Evidence should be specified when the control is designed. Inventory controls may produce completeness checks and ownership attestations. Risk controls produce assessments and acceptance decisions. Vendor controls produce due diligence and contract records. Human oversight produces review logs and overrides. Monitoring produces alerts, investigations, trends, and escalation records. Evidence must identify the relevant system, version, period, owner, and outcome.

Evidence quality depends on traceability, currency, consistency, and retrieval. A screenshot without date or system context is weak. A policy acknowledgement does not prove a reviewer challenged output. A completed form may conflict with current configuration. Controls should use authoritative systems where possible and retain enough history to explain material decisions to leadership, clients, Internal Audit, or regulators.

An evidence map can connect each control objective to artifacts, source systems, owners, retention, and test procedures. This supports an AI governance evidence pack without duplicating every document. It also exposes missing evidence before an audit. Evidence readiness is not the volume of files; it is the ability to produce a coherent account of control operation and exceptions.

Design testing asks whether the control could address the stated risk if performed as described. Operating-effectiveness testing asks whether it ran consistently during the period and produced reliable evidence. A well-written approval control fails if teams bypass it; a regularly completed checklist fails if its questions do not address the system's material exposure.

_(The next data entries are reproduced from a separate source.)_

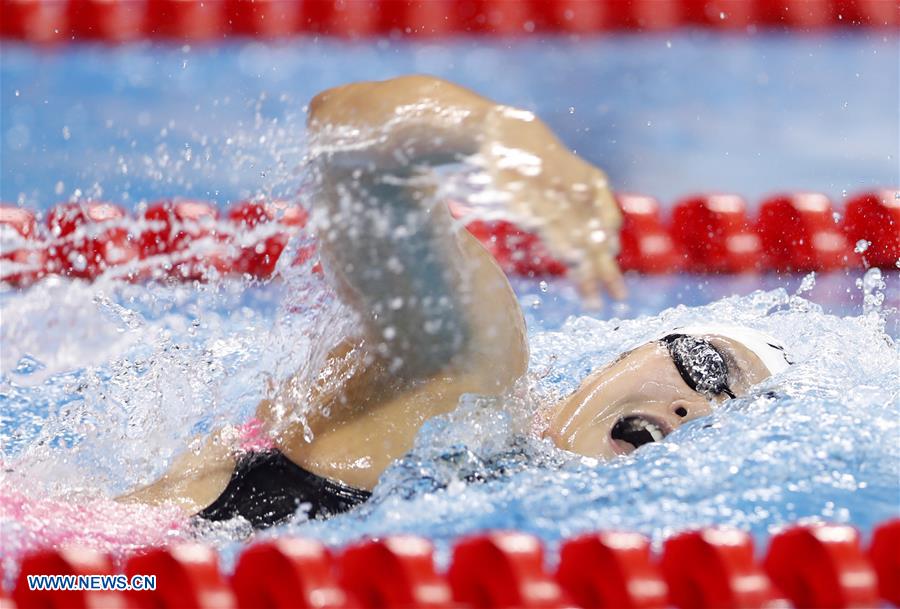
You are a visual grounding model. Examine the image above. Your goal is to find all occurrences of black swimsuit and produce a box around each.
[197,450,372,529]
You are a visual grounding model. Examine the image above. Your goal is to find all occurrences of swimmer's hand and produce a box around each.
[480,106,626,307]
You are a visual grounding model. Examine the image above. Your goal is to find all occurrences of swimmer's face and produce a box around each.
[545,334,770,458]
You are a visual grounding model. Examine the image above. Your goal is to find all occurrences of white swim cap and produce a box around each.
[660,324,790,374]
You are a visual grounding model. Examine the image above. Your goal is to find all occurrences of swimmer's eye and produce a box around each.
[660,334,734,398]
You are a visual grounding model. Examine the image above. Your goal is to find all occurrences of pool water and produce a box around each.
[0,32,900,574]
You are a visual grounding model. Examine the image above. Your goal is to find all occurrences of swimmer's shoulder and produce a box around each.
[307,74,494,126]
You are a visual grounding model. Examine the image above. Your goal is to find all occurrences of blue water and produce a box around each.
[0,30,900,208]
[0,32,900,573]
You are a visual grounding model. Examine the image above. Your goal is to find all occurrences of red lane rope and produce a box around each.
[0,189,900,287]
[7,519,900,609]
[0,0,900,43]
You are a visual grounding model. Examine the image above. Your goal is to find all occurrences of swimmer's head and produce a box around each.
[545,325,789,458]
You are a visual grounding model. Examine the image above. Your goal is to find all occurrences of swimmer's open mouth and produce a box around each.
[610,415,669,452]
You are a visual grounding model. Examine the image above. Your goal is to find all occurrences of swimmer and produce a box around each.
[121,76,787,527]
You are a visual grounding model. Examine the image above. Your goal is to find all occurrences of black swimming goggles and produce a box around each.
[659,334,734,399]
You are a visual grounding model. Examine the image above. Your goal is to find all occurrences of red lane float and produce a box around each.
[661,529,785,609]
[763,525,878,609]
[0,190,900,286]
[47,203,138,279]
[672,194,762,273]
[13,548,128,609]
[339,536,452,609]
[0,0,900,43]
[844,189,900,268]
[7,519,900,609]
[66,0,147,42]
[869,518,900,607]
[616,194,682,273]
[145,0,227,42]
[556,532,669,609]
[224,0,302,38]
[231,539,350,609]
[125,543,238,609]
[138,200,229,281]
[447,532,571,608]
[0,205,47,286]
[756,193,855,272]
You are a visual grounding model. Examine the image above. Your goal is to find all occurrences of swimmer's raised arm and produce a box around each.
[309,76,624,298]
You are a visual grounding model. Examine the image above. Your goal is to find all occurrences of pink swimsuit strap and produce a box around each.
[235,417,275,452]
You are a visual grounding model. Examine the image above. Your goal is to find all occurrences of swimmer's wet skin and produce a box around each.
[123,76,785,527]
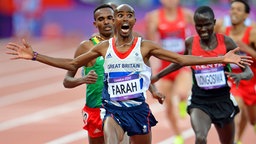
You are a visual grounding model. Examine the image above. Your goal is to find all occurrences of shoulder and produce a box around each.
[249,26,256,43]
[221,34,237,51]
[75,40,93,57]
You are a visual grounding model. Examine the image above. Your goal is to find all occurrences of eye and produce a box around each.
[108,16,113,20]
[97,17,104,21]
[127,14,133,18]
[117,14,123,18]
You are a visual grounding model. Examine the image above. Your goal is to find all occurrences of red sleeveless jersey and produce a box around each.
[191,34,230,97]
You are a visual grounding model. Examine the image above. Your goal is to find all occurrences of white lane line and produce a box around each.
[0,82,65,107]
[0,99,84,131]
[46,103,164,144]
[46,130,87,144]
[0,67,65,88]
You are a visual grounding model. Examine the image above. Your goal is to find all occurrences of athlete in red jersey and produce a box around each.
[216,0,256,144]
[152,6,253,144]
[146,0,193,144]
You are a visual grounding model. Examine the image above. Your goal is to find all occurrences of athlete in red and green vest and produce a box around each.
[63,4,164,144]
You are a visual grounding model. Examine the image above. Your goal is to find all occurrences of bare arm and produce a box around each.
[145,10,158,41]
[237,28,256,58]
[225,36,253,85]
[6,39,101,71]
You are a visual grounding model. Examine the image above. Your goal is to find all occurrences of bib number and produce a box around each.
[195,67,226,90]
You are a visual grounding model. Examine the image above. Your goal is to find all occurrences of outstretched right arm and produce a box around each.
[6,39,100,71]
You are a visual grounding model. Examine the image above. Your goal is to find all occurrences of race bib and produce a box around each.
[108,74,142,101]
[195,67,226,90]
[162,38,185,53]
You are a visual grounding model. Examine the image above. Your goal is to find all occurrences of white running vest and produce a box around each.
[104,37,151,101]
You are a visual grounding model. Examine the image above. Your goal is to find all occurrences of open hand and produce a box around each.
[152,92,165,104]
[6,39,34,60]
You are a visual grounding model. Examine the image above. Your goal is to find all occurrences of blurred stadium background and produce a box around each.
[0,0,256,39]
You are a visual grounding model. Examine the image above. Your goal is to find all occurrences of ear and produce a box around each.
[93,21,98,28]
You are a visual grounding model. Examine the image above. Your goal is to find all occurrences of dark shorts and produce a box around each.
[82,106,103,138]
[187,96,239,127]
[104,103,157,136]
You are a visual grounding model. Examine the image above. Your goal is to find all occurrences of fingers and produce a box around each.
[22,39,30,47]
[232,47,240,53]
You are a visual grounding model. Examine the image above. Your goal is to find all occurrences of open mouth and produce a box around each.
[104,26,112,31]
[121,24,130,33]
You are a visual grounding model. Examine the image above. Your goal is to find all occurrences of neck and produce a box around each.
[99,34,112,40]
[231,23,246,35]
[115,35,134,47]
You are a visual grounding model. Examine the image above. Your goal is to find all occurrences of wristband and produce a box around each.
[31,51,38,61]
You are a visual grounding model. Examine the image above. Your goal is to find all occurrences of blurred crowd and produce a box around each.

Testing methods may include walkthroughs, sample inspection, reperformance, configuration review, evidence tracing, interviews, and observation. Sample selection should reflect system risk, lifecycle events, exceptions, and change rather than only convenient records. Internal Audit should preserve independence where assurance is intended, while control owners and Compliance can perform ongoing first- and second-line monitoring.

Findings should identify condition, expected control, risk implication, root cause, owner, action, deadline, and closure evidence. Remediation should improve the operating system rather than produce a document solely for the test. Repeated failures may require workflow redesign, clearer ownership, stronger tooling, narrower risk appetite, supplier action, or executive acceptance of unresolved exposure.